Dollar Counted with Liquid Graphic.jpg

This week, in nominal terms, the dollar hit record highs. If one considers the $190 that touched in October 2020 and adjusts them for inflation, the value in real terms would be $323.

Why was there such a rise in recent days? Mainly due to the disarmament that occurred in the CER bonds, which are adjusted for inflation. When such distrust was generated and there were rumors of inability to pay, the dollar officiated as a refuge against investors.

But it’s not just internal factors that played a role. The international context does not help. The Federal Reserve raised the rate by 75 basis points, the highest figure since 1994. This generated a global appreciation of the dollar and, consequently, a devaluation in emerging economies.

Cash Dollar with Liquidation: Is it cheap or expensive?

If one were to analyze the monetary base in relation to the Cash with Settlement dollar, the conclusion would be that the dollar lagged behind.

The initial tranquility of the dollar in 2022 was due to issues related to the agreement with the IMF, the liquidations of the field favored by international prices and the opportunity of the Carry Trade, taking advantage of the rates in pesos and then returning to the dollar.

It is worth clarifying that the Carry Trade is an investment that works until it stops working very abruptly, as we have seen in recent days. Why? Simply because the dollar rose, in a few days, what is generated in profit in several months with the rate in pesos.

But the calm of the dollar is over. It is not trivial that an investment “safe and quiet” as the CER bonds have had such a drop. And this phenomenon is reflected on all fronts: the exchange rate gap rose again, dollar bonds are at historic lows and inflation continues unabated.

Argentina is still involved in the same problems as always: high fiscal deficit, low confidence, protectionist measures and patch after patch.

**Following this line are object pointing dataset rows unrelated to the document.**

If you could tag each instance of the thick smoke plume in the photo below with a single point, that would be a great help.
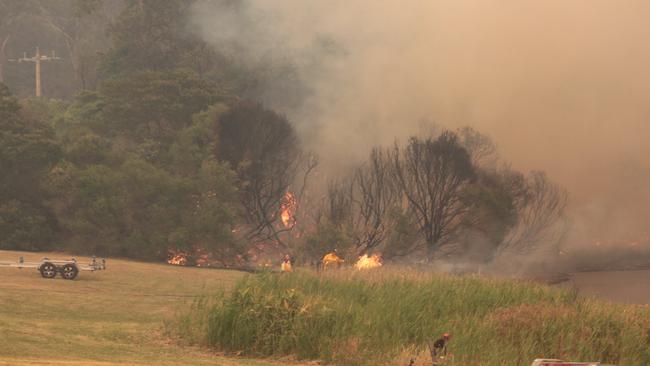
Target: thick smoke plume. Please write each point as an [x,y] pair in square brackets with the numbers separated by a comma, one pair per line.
[561,86]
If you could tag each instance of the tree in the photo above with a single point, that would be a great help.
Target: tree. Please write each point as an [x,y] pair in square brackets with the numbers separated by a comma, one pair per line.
[153,35]
[432,173]
[155,105]
[27,151]
[82,27]
[540,215]
[262,147]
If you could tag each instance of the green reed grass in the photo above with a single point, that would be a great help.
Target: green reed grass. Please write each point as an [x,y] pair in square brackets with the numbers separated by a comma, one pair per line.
[375,317]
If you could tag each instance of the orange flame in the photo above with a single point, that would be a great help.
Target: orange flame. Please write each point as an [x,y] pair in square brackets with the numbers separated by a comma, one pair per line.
[368,262]
[287,210]
[177,258]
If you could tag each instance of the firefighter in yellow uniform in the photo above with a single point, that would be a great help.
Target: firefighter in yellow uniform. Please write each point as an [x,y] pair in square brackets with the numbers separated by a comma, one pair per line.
[332,259]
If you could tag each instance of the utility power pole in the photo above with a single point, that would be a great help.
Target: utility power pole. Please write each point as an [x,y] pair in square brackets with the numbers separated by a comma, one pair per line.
[37,59]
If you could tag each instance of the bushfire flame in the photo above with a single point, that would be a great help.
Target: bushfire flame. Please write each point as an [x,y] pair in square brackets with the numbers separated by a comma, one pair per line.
[177,258]
[368,262]
[287,210]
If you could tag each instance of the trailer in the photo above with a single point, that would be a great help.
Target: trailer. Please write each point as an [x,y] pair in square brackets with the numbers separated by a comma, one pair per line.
[49,268]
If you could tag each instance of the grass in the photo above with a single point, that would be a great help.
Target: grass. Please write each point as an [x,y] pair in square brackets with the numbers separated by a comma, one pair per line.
[104,318]
[386,317]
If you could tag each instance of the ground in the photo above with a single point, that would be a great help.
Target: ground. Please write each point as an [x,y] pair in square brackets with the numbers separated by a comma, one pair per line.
[103,318]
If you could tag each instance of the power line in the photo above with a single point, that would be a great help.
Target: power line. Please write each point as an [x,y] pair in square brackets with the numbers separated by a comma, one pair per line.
[37,59]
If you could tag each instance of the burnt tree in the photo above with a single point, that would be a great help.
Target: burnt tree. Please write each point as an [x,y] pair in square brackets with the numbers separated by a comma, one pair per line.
[431,174]
[540,214]
[263,149]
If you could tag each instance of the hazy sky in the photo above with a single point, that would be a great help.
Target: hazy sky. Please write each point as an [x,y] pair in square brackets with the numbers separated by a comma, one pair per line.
[561,86]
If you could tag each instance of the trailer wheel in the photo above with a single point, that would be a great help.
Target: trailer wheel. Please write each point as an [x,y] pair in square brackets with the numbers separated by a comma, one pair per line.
[69,271]
[48,270]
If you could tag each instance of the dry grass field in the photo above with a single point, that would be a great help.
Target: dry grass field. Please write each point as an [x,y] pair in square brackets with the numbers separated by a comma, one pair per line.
[103,318]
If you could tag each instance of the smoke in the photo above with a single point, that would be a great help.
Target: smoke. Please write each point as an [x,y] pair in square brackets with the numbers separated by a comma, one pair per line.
[561,86]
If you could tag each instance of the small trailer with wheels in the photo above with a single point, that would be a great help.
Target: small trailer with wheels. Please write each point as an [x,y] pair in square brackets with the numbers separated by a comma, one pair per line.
[68,268]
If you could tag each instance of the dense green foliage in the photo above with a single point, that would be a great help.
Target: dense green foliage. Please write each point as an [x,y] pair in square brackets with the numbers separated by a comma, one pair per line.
[162,142]
[370,318]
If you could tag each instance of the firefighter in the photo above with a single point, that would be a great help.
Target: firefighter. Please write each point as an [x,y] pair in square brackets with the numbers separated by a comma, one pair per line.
[440,345]
[332,259]
[286,264]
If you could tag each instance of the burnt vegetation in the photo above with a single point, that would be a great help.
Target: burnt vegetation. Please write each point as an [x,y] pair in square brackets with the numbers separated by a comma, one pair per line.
[150,140]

In addition, this week the monthly inflation data for May came out: 5.1%. In this way, the annualized of the last 12 months totaled a 60.7%, a record since 1992. Health services and transportation were the ones that increased the most, followed by food. Obviously, these rises hit the middle and lower classes the hardest.

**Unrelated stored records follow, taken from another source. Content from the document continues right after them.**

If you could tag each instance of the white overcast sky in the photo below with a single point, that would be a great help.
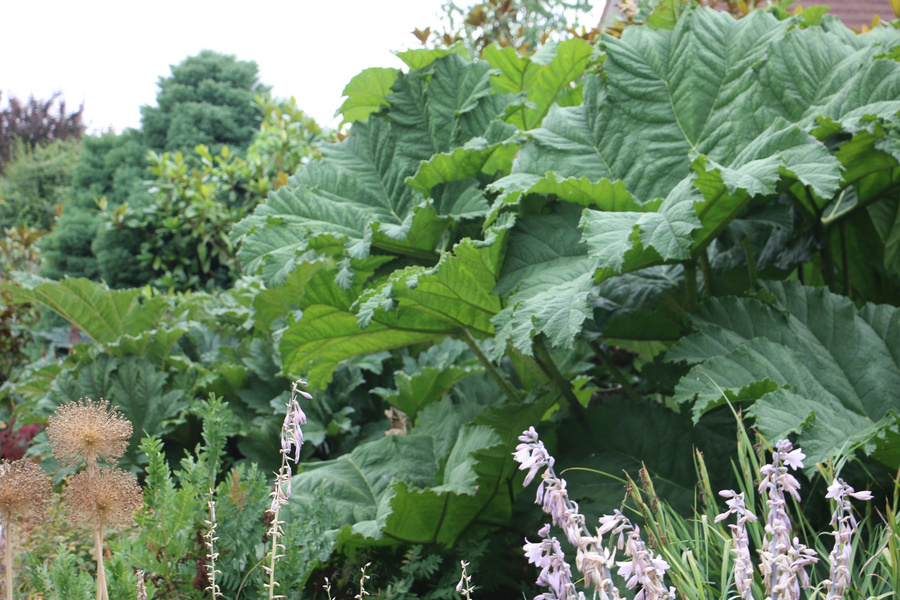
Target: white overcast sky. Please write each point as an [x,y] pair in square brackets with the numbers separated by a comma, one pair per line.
[110,54]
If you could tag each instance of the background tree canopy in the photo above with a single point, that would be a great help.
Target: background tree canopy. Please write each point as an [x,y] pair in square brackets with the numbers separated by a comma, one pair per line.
[208,100]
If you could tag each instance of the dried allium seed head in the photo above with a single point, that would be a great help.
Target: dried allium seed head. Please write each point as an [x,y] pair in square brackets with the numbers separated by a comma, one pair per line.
[89,431]
[109,497]
[24,490]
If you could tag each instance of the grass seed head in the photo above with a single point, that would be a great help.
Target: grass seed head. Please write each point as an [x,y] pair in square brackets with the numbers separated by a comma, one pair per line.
[88,431]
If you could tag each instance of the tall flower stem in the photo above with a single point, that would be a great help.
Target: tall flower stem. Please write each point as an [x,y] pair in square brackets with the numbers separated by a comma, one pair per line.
[102,594]
[7,552]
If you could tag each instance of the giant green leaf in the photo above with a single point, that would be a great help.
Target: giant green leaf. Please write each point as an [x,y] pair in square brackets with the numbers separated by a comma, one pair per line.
[544,78]
[356,197]
[366,93]
[811,362]
[457,291]
[548,277]
[395,489]
[104,315]
[132,384]
[429,376]
[328,331]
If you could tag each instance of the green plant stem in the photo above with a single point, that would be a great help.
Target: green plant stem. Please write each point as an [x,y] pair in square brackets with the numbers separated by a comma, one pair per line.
[274,533]
[690,284]
[614,370]
[706,269]
[845,257]
[825,251]
[548,365]
[7,554]
[496,375]
[751,260]
[102,593]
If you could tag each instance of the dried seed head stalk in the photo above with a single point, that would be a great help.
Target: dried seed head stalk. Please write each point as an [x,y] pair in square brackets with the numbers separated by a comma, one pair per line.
[211,555]
[24,490]
[464,586]
[88,431]
[291,441]
[107,498]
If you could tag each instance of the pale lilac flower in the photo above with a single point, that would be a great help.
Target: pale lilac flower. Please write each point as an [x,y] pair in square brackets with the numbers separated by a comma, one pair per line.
[555,572]
[783,560]
[743,564]
[644,568]
[839,558]
[465,582]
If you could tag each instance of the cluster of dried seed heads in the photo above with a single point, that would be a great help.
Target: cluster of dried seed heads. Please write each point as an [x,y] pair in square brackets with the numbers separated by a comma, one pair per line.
[24,490]
[108,497]
[88,431]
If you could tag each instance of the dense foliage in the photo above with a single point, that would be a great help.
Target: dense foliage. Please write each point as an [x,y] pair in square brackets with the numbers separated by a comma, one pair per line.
[207,100]
[28,125]
[607,242]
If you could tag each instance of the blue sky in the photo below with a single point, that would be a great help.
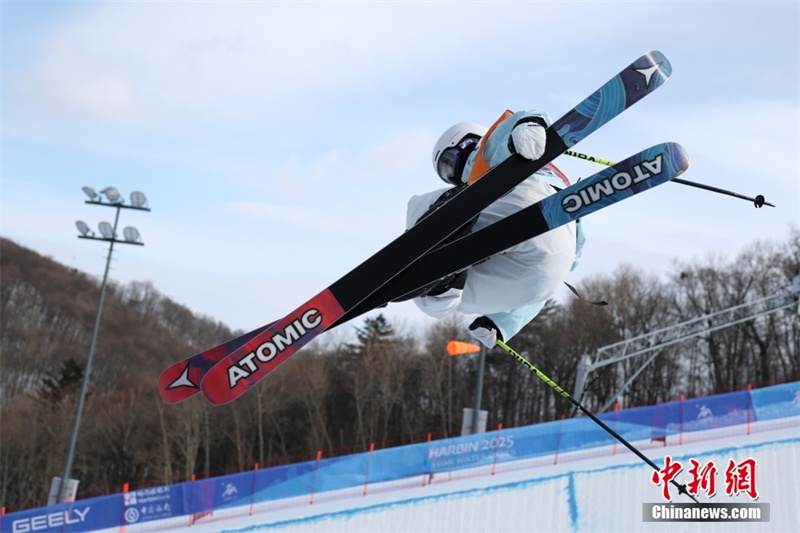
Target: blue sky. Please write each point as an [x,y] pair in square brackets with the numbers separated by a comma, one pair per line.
[278,142]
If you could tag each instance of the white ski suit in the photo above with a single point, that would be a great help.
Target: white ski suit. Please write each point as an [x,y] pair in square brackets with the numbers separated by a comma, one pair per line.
[512,287]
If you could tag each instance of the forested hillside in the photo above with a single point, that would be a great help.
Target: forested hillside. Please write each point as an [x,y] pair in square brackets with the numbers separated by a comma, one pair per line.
[383,387]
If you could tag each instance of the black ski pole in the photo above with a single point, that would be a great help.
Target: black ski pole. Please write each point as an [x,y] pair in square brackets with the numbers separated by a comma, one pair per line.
[565,394]
[758,201]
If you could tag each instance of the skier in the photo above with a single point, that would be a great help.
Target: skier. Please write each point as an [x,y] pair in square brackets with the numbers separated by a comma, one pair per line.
[509,289]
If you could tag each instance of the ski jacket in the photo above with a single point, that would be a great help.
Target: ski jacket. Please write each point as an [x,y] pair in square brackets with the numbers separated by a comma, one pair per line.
[512,287]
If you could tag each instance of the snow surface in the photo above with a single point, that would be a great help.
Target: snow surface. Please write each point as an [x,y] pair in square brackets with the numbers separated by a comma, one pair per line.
[596,490]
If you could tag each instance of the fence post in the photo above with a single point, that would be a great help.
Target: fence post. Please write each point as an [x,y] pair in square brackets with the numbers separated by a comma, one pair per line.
[253,488]
[428,474]
[749,406]
[496,446]
[191,502]
[680,439]
[369,463]
[125,488]
[616,423]
[316,472]
[558,441]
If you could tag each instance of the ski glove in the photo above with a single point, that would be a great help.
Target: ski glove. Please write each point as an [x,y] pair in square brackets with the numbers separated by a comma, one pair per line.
[528,139]
[485,331]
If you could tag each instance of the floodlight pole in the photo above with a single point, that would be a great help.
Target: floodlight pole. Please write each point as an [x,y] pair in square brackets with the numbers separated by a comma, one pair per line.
[73,437]
[478,389]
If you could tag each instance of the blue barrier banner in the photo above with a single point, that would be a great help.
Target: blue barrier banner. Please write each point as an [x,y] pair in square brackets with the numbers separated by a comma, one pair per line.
[234,490]
[495,446]
[718,411]
[155,503]
[82,515]
[388,465]
[285,481]
[780,401]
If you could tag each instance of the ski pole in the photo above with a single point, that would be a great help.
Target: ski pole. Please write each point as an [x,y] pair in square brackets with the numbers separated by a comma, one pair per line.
[758,201]
[565,394]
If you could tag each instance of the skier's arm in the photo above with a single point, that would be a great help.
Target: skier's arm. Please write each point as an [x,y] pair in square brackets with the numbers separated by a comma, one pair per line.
[506,324]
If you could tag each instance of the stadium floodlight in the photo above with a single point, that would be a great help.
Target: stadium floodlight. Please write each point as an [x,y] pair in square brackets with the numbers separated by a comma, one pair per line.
[109,235]
[84,228]
[106,230]
[131,234]
[112,194]
[138,199]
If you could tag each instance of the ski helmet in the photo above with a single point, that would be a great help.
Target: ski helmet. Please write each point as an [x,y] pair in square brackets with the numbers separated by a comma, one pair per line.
[452,149]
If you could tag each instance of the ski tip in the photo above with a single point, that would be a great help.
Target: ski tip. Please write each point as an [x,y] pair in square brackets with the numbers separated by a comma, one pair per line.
[680,157]
[176,384]
[657,58]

Now it seems that there is a new enemy to blame for inflation: the war between Russia and Ukraine. I will not deny that the conflict puts upward pressure on energy and food. That is a reality. But it should be noted that all Latin American countries (not to compare with European ones) have considerably low inflation, except for Venezuela and Argentina. Curious, right?

For its part, the country risk exceeded 2,100 points, setting a new record since the debt was restructured in 2020.

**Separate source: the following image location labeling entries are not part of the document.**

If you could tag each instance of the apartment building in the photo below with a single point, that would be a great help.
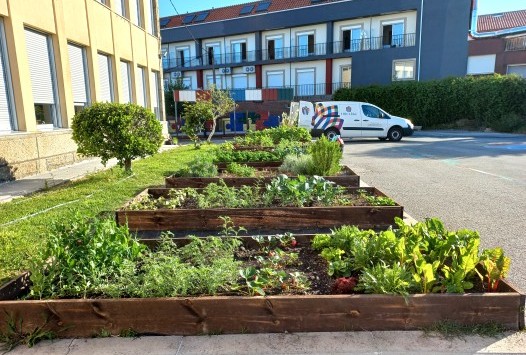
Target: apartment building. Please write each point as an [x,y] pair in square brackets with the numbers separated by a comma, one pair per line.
[497,43]
[59,56]
[314,47]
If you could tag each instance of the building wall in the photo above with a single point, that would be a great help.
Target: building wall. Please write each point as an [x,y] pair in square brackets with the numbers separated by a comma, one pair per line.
[97,28]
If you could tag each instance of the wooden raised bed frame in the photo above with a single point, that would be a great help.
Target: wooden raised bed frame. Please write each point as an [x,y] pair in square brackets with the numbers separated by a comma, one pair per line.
[347,179]
[270,314]
[275,218]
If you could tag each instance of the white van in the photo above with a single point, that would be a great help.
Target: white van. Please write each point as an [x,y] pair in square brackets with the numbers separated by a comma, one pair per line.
[350,119]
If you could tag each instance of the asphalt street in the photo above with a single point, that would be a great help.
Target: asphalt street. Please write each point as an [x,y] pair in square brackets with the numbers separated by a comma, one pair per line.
[468,180]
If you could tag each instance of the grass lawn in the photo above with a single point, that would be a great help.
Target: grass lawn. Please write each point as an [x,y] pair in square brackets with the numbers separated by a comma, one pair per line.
[25,222]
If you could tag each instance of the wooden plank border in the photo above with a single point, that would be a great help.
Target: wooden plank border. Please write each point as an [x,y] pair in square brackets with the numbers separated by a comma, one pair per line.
[272,314]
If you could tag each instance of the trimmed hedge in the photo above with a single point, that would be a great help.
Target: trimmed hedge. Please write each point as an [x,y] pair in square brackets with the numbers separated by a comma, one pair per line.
[497,101]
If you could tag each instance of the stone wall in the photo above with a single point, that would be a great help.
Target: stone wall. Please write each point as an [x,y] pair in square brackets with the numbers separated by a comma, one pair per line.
[23,154]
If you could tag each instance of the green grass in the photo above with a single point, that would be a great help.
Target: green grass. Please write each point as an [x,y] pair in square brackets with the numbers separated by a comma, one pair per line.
[25,222]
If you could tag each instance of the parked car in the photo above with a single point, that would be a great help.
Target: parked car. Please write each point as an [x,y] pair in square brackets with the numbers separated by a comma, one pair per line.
[350,119]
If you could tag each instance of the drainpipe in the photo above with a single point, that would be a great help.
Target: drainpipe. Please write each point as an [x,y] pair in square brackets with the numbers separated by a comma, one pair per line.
[420,40]
[475,34]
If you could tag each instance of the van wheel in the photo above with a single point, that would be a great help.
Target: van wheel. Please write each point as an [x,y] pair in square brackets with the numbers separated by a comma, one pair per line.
[395,134]
[331,133]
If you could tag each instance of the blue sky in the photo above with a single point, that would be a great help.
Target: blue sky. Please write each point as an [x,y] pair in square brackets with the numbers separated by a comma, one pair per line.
[184,6]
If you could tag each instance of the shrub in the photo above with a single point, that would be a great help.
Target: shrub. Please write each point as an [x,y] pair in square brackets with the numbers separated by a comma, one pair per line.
[326,156]
[112,130]
[494,101]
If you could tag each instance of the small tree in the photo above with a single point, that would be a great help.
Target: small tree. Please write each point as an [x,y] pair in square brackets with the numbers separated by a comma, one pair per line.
[122,131]
[196,114]
[169,102]
[222,104]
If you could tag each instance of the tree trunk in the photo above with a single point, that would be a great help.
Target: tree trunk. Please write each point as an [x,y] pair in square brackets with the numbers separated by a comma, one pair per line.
[127,165]
[212,131]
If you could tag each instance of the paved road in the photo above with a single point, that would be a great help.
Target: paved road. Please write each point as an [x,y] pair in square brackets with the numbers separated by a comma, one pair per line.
[469,180]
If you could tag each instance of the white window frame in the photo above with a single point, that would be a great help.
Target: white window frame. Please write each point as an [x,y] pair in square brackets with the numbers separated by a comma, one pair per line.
[110,75]
[397,61]
[55,107]
[7,78]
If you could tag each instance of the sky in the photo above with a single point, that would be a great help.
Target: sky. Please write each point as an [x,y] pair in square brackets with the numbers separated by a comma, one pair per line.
[184,6]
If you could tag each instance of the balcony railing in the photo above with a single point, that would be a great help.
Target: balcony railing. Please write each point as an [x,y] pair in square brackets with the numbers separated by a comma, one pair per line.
[364,44]
[516,44]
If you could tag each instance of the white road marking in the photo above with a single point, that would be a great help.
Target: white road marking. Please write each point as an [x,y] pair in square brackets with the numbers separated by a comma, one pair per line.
[484,172]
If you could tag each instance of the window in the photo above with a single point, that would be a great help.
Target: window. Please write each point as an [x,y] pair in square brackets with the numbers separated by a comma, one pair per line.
[182,57]
[126,82]
[519,69]
[371,111]
[187,82]
[138,12]
[275,79]
[239,81]
[262,6]
[351,39]
[43,78]
[275,47]
[346,76]
[213,51]
[210,81]
[79,76]
[120,7]
[105,78]
[7,112]
[201,17]
[239,51]
[404,69]
[305,82]
[152,29]
[246,9]
[305,44]
[393,34]
[141,86]
[154,82]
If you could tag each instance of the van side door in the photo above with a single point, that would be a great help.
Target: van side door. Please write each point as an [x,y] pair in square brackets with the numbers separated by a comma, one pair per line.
[352,119]
[375,122]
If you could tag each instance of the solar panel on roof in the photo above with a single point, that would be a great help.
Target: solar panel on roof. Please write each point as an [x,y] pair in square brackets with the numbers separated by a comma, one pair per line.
[188,18]
[262,6]
[201,16]
[246,9]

In this context, the BCRA decided to raise the reference interest rate to 52% per year, the sixth increase so far this year. What is the OBJETIVE? Tackle inflation and avoid dollarization. Will it be effective? It probably has some short-term effect. But if the real problems are not resolved, the situation will worsen dramatically in the next 12 months.

In Argentina, the dollar has no other destiny than to continue to rise. Inflation does not take a break and politicians believe (or pretend to believe) in measures that do not solve the root problems. That’s how it goes.